Amendments to municipal securities rules.

But for all of this, the SEC is not the only agency with a regulatory backlog. Also ahead in the coming weeks are also compliance deadlines for the Financial Crimes Enforcement Network’s Customer Due Diligence/Beneficial Ownership Rule and the New York Department of Financial Services cyber-security guidelines and attestation/certification requirements.

Centralized review process.

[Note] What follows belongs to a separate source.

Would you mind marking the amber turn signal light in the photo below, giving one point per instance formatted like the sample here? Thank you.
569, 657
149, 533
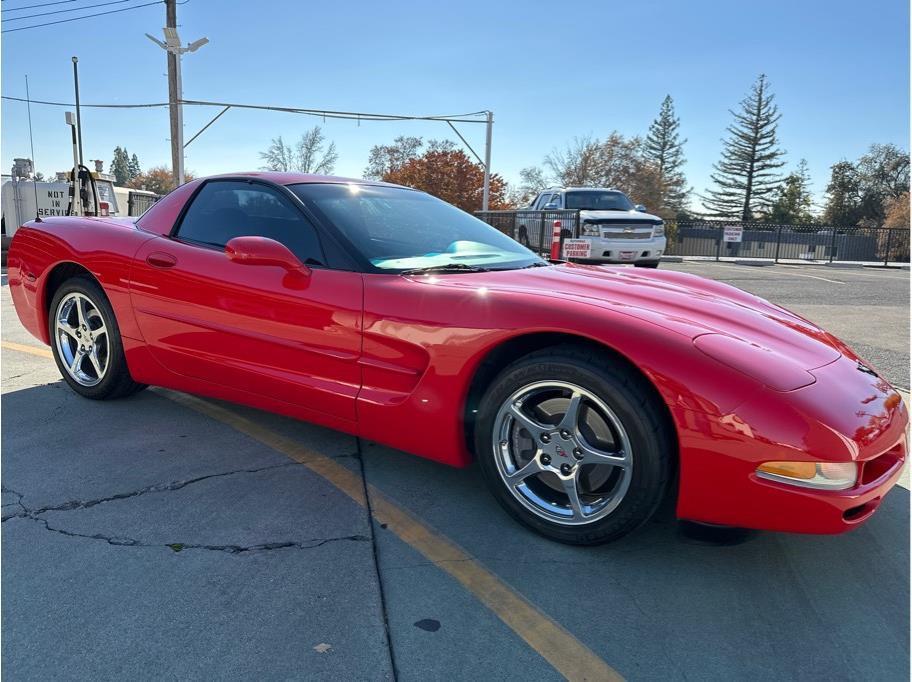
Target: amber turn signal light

Speaking at a Brookings Institution event on Jan. 26, Office of Information and Regulatory Affairs Administrator Neomi Rao, President Trump’s “regulatory czar,” said that what was initially a plan to purge two old regulations for every new one ended up having a ratio of 22 for 1.

Those efforts will continue in Year Two of the Trump administration, she said. “We want to make sure that they are working to solve an actual problem,” she said of rules and the agencies that craft them. “We want to make sure here is some reason for the government to act, such as a substantial market failure… Even when we are satisfied that an agency has legal authority and a regulation may be necessary, we what to make sure that agencies work in a manner that gives fair notice to the public and respects due process.”

Rao added that regulators should be deterred from using guidance, letters, FAQs, and speeches as a way to implement new regulations without due process.

“Agencies are continuing to move forward with regulations that are required by statute or that they think are necessary to meet certain statutory goals,” she added. “I don’t think there is anything in our system that is really stopping that from happening.”

Rao, however, hinted that efforts may be afoot to bring independent agencies (SEC, Federal Reserve, and IRS) further into the centralized review process.

"It's something we're thinking about and considering," she said. While Trump appointments are already likely reform minded, there may still be room to give agencies “a bigger push” in areas like cost/benefit assessments and paperwork reduction.